These subway dogs exist in an almost perfect stasis between wild and domesticated; very comfortable around people the subway dogs seem to be okay with just plopping down amidst a jam packed group of commuters and snoozing. The dogs will ignore most people, but seem to have an innate sense of who to target when begging.
Andrei Poyakarv, a wolf expert, has been studying the strays of Moscow for decades and has split them into four groups. The subway dogs are an offshoot of the beggar types. From the Financial Times:
“These are the beggars and they are excellent psychologists.” He gives as an example a dog that appears to be dozing as throngs of people walk past, but who rears his head when an easy target comes into view: “The dog will come to a little old lady, start smiling and wagging his tail, and sure enough, he’ll get food.” These dogs not only smell who is carrying something tasty, but sense who will stop and feed them.

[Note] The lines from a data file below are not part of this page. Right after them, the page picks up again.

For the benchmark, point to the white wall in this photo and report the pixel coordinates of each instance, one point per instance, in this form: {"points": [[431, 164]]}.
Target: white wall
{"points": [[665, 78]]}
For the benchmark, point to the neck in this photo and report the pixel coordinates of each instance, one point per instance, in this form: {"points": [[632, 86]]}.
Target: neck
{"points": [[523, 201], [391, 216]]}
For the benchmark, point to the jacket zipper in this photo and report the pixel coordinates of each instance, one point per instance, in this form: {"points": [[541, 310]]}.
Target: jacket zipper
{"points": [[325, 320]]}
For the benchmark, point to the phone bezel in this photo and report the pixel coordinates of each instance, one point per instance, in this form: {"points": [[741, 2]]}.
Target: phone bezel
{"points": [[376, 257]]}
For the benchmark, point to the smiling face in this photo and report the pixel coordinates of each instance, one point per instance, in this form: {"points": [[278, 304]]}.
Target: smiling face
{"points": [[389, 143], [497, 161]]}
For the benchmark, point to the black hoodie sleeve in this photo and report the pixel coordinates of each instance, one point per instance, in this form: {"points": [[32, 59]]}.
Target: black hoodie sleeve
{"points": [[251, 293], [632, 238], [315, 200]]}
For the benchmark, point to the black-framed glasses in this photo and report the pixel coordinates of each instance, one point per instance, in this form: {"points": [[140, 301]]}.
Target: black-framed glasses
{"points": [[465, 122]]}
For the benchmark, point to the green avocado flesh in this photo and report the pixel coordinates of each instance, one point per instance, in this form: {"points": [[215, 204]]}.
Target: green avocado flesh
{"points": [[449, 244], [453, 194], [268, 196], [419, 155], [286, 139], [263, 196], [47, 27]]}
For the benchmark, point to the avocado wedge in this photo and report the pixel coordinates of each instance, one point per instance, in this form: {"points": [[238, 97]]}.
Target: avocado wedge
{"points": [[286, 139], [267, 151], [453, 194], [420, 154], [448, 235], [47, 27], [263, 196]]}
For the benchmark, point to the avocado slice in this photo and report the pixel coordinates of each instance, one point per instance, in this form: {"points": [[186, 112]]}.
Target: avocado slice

The other groups he has identified are the guard dogs, who are most close to being domesticated. They tend to hang around enclosed areas and do ‘work’ for the local guards, who reward them with food. There are also scavengers, who aren’t afraid of people but who have little interest in them beyond eating their trash. And then there are the wild dogs, who are nocturnal and keep to empty industrial areas and wooded parks and are closest to wolves.
There’s a lot that’s interesting about Moscow’s strays, but the subway dogs really capture my imagination. Seeing a species adapt to their surroundings in such a way is thrilling. Dogs that ride the subway system - there’s something two days in the future about that. I’ve been watching the sure signs of the decay of human civilization lately, and this is the most adorable one yet.